With the heatwave on around the world, it’s time to switch to healthier, lighter meals on a daily basis. This refreshing Watermelon and Feta Salad Recipe from Executive Head Chef Gopi Chandran of Sopwell House in St Albans, hits the spot.
Get a taste of the Mediterranean in your own back garden with this hydrating and vibrant watermelon and feta salad recipe. It will also go down a treat with your friends at your next summer BBQ. And we are all for food that is incredibly easy to throw together.
Watermelon and Feta Salad Recipe
- ¼ Watermelon – Skin removed and diced 1 inch thick
- Feta – 200 g diced or crumbled
- Kalamata olives – 50 g pitted
- Red chilli – 1 finely chopped
- Olive oil – 10 ml
- Garlic clove – 1 clove
- A sprig of thyme and rosemary
- ½ large lemon, remove rind and julienne (slice rind into thin strips). Juice the flesh
- Basil leaves – 10 g
- Mint leaves – 10 g
- To make the dressing, slowly and carefully heat olive oil, adding the garlic, chilli, thyme and rosemary, lemon rind.
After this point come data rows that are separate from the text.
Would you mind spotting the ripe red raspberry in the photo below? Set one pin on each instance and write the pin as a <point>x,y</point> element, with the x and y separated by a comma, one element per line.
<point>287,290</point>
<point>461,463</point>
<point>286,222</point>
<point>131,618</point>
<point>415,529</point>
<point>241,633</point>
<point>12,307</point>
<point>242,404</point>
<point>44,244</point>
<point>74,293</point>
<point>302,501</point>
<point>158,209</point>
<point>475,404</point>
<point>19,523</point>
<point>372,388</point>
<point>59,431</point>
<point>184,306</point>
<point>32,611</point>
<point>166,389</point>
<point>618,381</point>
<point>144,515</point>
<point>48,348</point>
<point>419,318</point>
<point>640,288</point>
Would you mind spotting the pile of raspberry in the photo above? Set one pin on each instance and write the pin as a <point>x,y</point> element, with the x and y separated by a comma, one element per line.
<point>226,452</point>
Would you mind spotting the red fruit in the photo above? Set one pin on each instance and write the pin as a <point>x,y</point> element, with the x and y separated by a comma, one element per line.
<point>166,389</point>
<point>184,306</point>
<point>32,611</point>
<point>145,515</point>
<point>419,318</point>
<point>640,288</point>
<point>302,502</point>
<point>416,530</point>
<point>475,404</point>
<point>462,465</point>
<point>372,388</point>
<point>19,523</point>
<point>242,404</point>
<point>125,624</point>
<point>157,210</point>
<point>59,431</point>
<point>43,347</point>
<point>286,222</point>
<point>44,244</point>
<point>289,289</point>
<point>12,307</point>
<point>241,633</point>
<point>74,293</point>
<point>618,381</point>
- Gently heat for 3 minutes, add lemon juice, salt and pepper. It’s important to do this slowly to avoid burning any of the added elements.
- Set aside to cool.
- To serve, spread the diced watermelon in the desired dish, sprinkle the feta on top, spoon over olives and distribute the dressing evenly.
- Finish with a fine chiffonade of basil and mint – this will bring out all the flavour.
Summer just got sorted. Stay healthy, stay hydrated.